Die Arbeitnehmer hat Nichtzulassungsbeschwerde beim Bundesarbeitsgericht eingelegt, es bleibt also abzuwarten, ob es hier noch eine nächste Instanz gibt.
Interessant ist in der Entscheidung die Abgrenzung, die das Gericht zur Verletzung bei gefährlichen Sportarten vornimmt. Es ist ja anerkannt, dass ein Arbeitnehmer Anspruch auf Entgeltfortzahlung auch dann hat, wenn er z.B. Handball spielt und nach jedem zweiten Wochenende mit Verstauchungen oder anderen Blessuren für einige Tage ausfällt.
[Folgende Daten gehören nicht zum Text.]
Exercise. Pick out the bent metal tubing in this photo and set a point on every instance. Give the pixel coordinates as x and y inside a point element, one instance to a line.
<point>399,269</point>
Das wird als sozialadäquat angesehen. Man muss Tattoos nicht mögen. Aber wenn man an einem Wochende ins örtliche Freibad geht, wird man feststellen, dass es nur noch wenige Menschen gibt, die nicht irgendeine Tätowierung am Körper tragen. Handball ja, Tattoo nein? Darüber kann man diskutieren.